Kendimi Istanbul trafiğinde karşılaştığım zor koşullara alıştırma eğitiminin bu kaçıncı safhası ki kendime enpati yaptım. Sevimli inek gülüşü içimi hafifletti. Hadi ben altımda lüks bir otomobil işim keyfim yerinde. O trafiği aşıp malını müşteriye yetiştirme peşinde olanları düşündüm. Babalarının kamyonetine binmiyorlar herhalde. Ekmek parası peşindeler de siparişe varıncaya kadar ekmek paralarının yarısı tarafiğe terk.

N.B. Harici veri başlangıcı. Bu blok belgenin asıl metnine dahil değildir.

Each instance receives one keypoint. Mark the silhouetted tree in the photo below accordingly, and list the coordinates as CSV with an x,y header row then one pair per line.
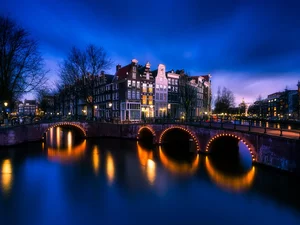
x,y
80,69
224,100
21,65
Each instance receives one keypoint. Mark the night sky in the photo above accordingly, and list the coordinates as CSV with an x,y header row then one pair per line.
x,y
251,47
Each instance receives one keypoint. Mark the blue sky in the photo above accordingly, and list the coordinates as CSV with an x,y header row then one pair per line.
x,y
250,47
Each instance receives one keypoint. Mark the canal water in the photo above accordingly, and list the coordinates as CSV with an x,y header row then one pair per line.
x,y
67,180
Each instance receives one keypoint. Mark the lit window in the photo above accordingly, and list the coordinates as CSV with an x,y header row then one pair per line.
x,y
144,100
150,88
144,87
129,94
150,100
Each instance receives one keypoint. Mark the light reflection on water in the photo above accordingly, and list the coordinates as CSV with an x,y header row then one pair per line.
x,y
176,167
148,165
58,151
110,168
123,182
6,176
96,159
237,183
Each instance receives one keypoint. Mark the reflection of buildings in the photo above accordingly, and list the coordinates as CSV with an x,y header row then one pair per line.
x,y
178,167
161,91
96,160
28,108
6,176
227,182
148,165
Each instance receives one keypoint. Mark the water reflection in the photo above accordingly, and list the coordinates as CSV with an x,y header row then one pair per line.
x,y
110,168
65,156
181,168
57,137
148,165
6,176
96,160
234,183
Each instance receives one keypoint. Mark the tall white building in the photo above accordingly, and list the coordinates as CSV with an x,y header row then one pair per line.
x,y
161,91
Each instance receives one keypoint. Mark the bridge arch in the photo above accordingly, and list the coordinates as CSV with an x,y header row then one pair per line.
x,y
149,128
64,124
190,132
249,146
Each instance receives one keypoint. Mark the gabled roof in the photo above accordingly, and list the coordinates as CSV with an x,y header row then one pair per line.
x,y
154,73
122,72
109,78
141,69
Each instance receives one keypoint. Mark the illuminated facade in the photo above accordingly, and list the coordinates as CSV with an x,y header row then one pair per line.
x,y
136,90
161,91
104,97
173,95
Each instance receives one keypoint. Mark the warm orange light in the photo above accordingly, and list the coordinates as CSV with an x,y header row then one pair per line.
x,y
110,168
96,160
179,168
148,165
6,176
230,183
65,156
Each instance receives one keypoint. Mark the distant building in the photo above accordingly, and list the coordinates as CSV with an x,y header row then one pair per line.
x,y
135,87
173,94
28,108
104,104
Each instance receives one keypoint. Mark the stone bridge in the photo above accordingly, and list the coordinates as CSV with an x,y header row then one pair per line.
x,y
269,149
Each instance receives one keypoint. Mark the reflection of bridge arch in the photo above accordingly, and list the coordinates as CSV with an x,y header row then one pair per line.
x,y
148,128
68,154
146,159
178,168
250,147
235,184
60,124
191,133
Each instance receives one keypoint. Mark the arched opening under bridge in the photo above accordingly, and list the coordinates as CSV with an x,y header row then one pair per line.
x,y
230,153
180,138
146,134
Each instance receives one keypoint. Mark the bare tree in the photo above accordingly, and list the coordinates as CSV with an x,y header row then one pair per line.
x,y
80,70
224,100
21,64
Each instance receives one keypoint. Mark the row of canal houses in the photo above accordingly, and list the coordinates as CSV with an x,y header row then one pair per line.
x,y
136,92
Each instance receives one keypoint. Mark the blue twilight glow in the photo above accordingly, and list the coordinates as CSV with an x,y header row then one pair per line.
x,y
251,43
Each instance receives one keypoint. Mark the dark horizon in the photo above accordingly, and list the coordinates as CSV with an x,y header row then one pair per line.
x,y
252,48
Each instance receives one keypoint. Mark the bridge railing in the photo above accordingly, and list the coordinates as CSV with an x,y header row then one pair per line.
x,y
289,133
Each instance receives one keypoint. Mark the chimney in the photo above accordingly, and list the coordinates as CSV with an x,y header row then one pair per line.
x,y
118,67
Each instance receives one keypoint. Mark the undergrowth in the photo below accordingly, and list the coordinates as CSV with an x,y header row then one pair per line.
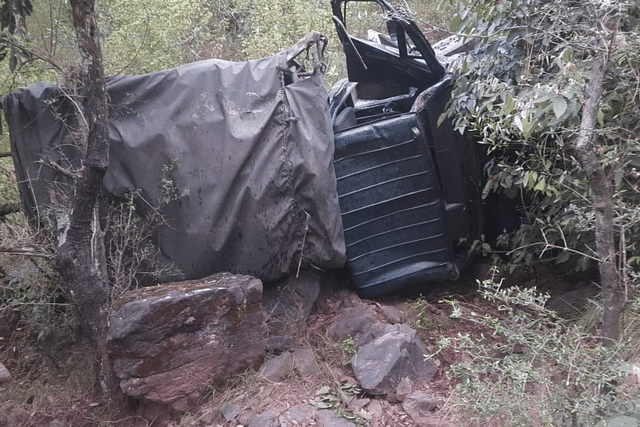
x,y
533,368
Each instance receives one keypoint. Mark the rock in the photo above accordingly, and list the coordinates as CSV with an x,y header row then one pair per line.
x,y
327,418
231,411
380,365
393,314
358,323
278,368
168,343
298,416
420,406
305,362
404,388
280,343
267,419
356,404
571,304
374,410
18,418
288,303
5,375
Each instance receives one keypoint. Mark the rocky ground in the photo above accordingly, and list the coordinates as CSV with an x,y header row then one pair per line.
x,y
314,325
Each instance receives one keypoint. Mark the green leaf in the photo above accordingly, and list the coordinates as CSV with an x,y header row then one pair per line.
x,y
559,107
562,257
455,23
541,185
324,390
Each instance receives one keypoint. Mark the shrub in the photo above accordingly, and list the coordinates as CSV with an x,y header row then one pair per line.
x,y
535,369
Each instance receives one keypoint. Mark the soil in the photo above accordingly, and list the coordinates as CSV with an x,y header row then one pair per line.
x,y
54,383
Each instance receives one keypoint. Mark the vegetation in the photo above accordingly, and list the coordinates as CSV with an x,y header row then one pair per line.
x,y
554,94
532,367
538,104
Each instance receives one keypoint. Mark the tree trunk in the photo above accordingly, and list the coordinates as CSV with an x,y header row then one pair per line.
x,y
84,281
586,153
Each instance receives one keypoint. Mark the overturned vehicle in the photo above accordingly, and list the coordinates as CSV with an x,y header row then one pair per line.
x,y
255,172
409,189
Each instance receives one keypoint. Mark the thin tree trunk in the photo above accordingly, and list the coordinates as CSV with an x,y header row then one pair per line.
x,y
84,280
612,298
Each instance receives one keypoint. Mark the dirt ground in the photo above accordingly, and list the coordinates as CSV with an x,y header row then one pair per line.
x,y
53,374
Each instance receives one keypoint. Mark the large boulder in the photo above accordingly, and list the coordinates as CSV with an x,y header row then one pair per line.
x,y
398,353
168,343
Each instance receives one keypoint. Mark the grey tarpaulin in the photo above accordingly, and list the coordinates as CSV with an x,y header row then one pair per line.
x,y
252,156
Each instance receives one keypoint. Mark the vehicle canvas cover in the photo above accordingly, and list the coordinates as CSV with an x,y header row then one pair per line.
x,y
247,157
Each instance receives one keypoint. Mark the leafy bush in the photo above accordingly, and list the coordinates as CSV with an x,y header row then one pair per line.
x,y
523,95
533,369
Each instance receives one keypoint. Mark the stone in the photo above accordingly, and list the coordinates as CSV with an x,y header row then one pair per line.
x,y
278,368
280,343
267,419
393,314
374,410
358,323
298,416
5,375
571,304
18,418
231,411
289,302
305,362
404,388
356,404
380,365
620,421
419,406
327,418
169,343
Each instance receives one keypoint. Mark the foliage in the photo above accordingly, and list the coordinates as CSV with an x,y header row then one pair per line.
x,y
533,369
337,399
522,95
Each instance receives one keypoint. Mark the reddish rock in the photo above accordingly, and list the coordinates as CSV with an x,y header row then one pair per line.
x,y
168,343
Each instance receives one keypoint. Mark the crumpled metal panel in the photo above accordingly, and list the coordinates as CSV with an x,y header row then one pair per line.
x,y
252,157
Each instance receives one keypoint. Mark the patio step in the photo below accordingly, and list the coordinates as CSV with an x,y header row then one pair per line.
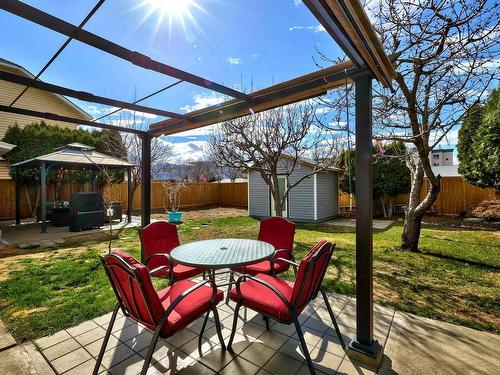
x,y
23,359
6,339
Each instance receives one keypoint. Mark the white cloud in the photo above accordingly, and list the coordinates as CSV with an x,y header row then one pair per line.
x,y
203,101
317,29
234,60
185,152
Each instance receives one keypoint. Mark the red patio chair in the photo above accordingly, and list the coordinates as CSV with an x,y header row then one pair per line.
x,y
284,300
165,312
279,232
157,240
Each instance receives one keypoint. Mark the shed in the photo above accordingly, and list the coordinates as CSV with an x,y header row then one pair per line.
x,y
314,199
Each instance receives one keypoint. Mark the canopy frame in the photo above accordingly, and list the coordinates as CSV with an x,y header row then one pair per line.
x,y
348,24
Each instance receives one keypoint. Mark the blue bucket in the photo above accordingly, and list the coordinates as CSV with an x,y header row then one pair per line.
x,y
175,217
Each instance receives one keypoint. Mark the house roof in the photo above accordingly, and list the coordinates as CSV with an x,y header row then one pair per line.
x,y
446,170
24,71
308,162
77,154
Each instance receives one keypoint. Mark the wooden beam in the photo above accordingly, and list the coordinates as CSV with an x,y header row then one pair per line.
x,y
72,120
81,95
348,18
294,90
56,24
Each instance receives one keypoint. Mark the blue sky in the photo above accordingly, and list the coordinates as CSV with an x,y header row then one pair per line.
x,y
234,42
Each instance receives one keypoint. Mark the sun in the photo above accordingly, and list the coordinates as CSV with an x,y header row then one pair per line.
x,y
172,9
174,12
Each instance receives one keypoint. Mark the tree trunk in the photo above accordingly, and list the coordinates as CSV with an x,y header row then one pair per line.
x,y
411,230
416,208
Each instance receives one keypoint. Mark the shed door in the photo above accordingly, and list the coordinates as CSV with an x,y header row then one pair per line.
x,y
282,188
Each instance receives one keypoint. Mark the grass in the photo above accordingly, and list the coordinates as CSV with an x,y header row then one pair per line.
x,y
455,278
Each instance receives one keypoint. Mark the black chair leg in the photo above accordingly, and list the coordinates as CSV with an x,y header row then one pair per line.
x,y
235,320
218,328
332,316
106,339
304,345
266,319
231,283
151,350
203,330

Bu sırada o kadar ağır giden trafikte birden önümde yarım araba mesafeye burnunu kibarca sokmaya çalışan bir kamyonet. Arkasına yazmış “Hatalıysam 0 532 44405 05 i arayınız. Sıkıysa arayı da altında bir yazı ile desteklemede.”Her ortamda kendine bir mizah olanağı yaratan bir ülkeyiz. Baktım trafik iyice durağanlaştı. Bir de CB 100 arabalık konvoyla bir yere gidiyorsa TEM de yatıya kaldık demektir. Anneannem derdi. “1960 yıllarında, Boğaz ve Ada vapurlarında semt sakinlerinin hepsinin yerleri vardı. Nüfus çok azdı ve kimse kimsenin yerine oturmazdı. Kadıköy-Fenerbahçe arasında nostaljik tramvaylar işlerdi.” Baktım sinirimden ayağım şişmiş topuklu pabuçların ikisini de hemen ayağımda çıkardım. Çıplak ayak gaz, debrayaj ve fren oh be.. ne rahatmış. Gaz pedalı iyi de debrayaj ayağıma çok sert geldi.
Bu kez kamyonet değil de yan pencereme yakın bir beyaz otomobil. Adamın kafası penceremden yan koltuğu düştü düşecek kadar içeri doğru uzanmış. Hınzır adam ayaklarımı çıplak gördü ya bacaklarımın üst tarafının çıplak olup olmama durumu ile meşgul. Birden içimden,“ Ooo.. beyim madem bana bu kadar yakın olmak istiyorsunuz. Buyurun bırakın arabanızı yan refüje hem tarafikten bir araba eksilir. Gelin benim arabama neyi daha yakın görmek istersiniz” diyesim geldi. Yan koltuktaki brojürü adamın penceresine doğru fırlattım.
Ankara’dan her an çay kahve ve kek servisi yapan kilimalı konforlu bir şehirlerarası otobüsü 3,5 saatte Istanbul’a geliyor. Nerdeyse evlere kadar servis koyacaklar. Yeşilköy_Atatürk havaalanından Zincirlikuyuya gelmem de bir iki saat aldı mı. Hemen arabamdan indim. Ortada otopark mafyası, Vale servisi olmayan bir sokağa arabamı park ettim. Kozyatağına Metrobüsle devam ettim. E 5 üzeri Ankara’dan şehirlerarası otobüsle gelseydim Kozyatağındaki işyerime 2 saat önce varmış olacaktım.